Johnny Borunda, a former Marine sergeant major, met Pack by chance outside the theater.
“He’s been living in the bushes of Wilson County, he’s been living on the streets for eight years. He’s homeless and trying to get more benefits. It’s totally unacceptable.”
(The event continues through 2 p.m. today at the theater)
Borunda drove a couple of veterans to the event to help them get assistance.
Homelessness among veterans like Pack is not uncommon, he said. “You’ve got a guy living on the streets, a Marine, a Purple Heart combat wounded veteran. To learn this is heart-breaking.”
Pack came out of the Marines a sergeant, but the injury from the bomb blast , he said, “Messed me up. I wasn’t talking. I forgot I had kids. I tried to get a job, go back to school.”
The effects of the blast, however, impacted his ability to function.
Despite his current circumstances Pack says, “I keep going, I try to go with the flow, try to keep my spirit up.”
Ferguson, behind counter, talks as April Flora fills out a form for her parent.

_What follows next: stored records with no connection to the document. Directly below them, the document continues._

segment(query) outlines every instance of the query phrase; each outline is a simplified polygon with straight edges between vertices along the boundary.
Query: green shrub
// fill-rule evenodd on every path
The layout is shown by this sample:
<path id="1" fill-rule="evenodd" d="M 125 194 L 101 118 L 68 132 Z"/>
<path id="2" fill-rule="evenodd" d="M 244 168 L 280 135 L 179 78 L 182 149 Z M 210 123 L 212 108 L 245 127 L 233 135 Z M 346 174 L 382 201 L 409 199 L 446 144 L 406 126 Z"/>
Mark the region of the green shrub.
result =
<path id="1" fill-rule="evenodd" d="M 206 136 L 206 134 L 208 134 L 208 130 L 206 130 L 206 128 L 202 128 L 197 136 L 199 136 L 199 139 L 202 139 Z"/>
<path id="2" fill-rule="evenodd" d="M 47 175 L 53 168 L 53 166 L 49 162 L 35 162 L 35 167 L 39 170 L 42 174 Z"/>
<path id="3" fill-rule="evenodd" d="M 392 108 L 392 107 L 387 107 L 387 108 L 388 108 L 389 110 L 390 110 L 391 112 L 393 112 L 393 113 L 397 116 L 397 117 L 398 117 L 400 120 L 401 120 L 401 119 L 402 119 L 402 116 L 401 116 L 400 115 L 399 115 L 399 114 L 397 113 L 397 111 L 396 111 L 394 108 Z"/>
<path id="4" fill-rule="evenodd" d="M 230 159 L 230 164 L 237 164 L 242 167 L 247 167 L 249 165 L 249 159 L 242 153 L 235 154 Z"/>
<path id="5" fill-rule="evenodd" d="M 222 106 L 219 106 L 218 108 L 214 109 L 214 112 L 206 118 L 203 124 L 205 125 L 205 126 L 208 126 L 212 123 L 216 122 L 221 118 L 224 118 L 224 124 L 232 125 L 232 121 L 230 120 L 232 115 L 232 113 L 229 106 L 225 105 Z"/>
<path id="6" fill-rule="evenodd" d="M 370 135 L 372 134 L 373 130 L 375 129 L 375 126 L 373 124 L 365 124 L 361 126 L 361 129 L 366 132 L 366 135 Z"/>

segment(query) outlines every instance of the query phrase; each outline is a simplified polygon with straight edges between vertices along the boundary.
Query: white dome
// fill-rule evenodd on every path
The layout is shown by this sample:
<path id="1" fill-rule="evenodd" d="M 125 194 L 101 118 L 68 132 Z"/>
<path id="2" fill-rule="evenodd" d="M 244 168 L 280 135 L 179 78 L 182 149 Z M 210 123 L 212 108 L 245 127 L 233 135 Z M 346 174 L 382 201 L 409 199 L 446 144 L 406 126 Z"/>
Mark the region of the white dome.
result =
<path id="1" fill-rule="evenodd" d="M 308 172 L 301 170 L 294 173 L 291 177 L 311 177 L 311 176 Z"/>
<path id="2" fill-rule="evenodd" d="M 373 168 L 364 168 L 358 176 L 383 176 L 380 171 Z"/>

What Pack saw Friday at the event gave him hope. “It gave me motivation to keep going. I’m somebody who won’t give up. There are soldiers in worse situations than me.”
Borunda helped Pack navigate through the paperwork and stations set up by the Winston-Salem Veterans Affairs Regional Office and a call was placed to an organization which assists homeless veterans.
Pack really didn’t want to come to the event, he said, but was encouraged to do so. He wants to get himself to a point where he can do like Borunda. “I want to help somebody. I want to make sure the next person gets their stuff situated.”
The event, which continues today, saw veterans come to Roanoke Rapids from Fayetteville, Apex and Raleigh, as well as some from Michigan and Maryland, said Darrick McGee, of AMVETS Post 101, who was assisting with the event.
Mark Bilosz, the regional director of the Department of Veteran Affairs, said turnout was more than he expected. “A lot are filing new claims.”
Bilosz said many of the veterans who came to Roanoke Rapids did so to file claims while others came to see what claims are available to them. “We’re trying to reach out to folks. It’s an opportunity for us to find out and move to the next step.”
Most of the veterans attending Friday were seeking disability claims.
While he could not comment with certainty on whether there will be another event like this, Bilosz did say, “We see the need and will look into doing it. We did one in another part of the state and had around 250 people. This one was advertised well.”
For local veterans assisting in the event, the scenes were gut-wrenching. “To see all these guys asking for help, it weakens my heart to see this,” said Randy Ferguson, state AMVETS commander. “They served their country and have issues that need to be resolved. It’s completely overwhelming to see this. We didn’t expect this many people.”
Dexter Evans, a Navy veteran, drove from Jacksonville. “I just wanted to see what was going on and get a situation fixed.”
Visiting to address his situation became overshadowed by what he observed during the event. “Being here has been eye-opening, to see people from different eras of services, just to see veterans of all ages. It’s an overwhelming sensation. It shows that the VA actually cares.”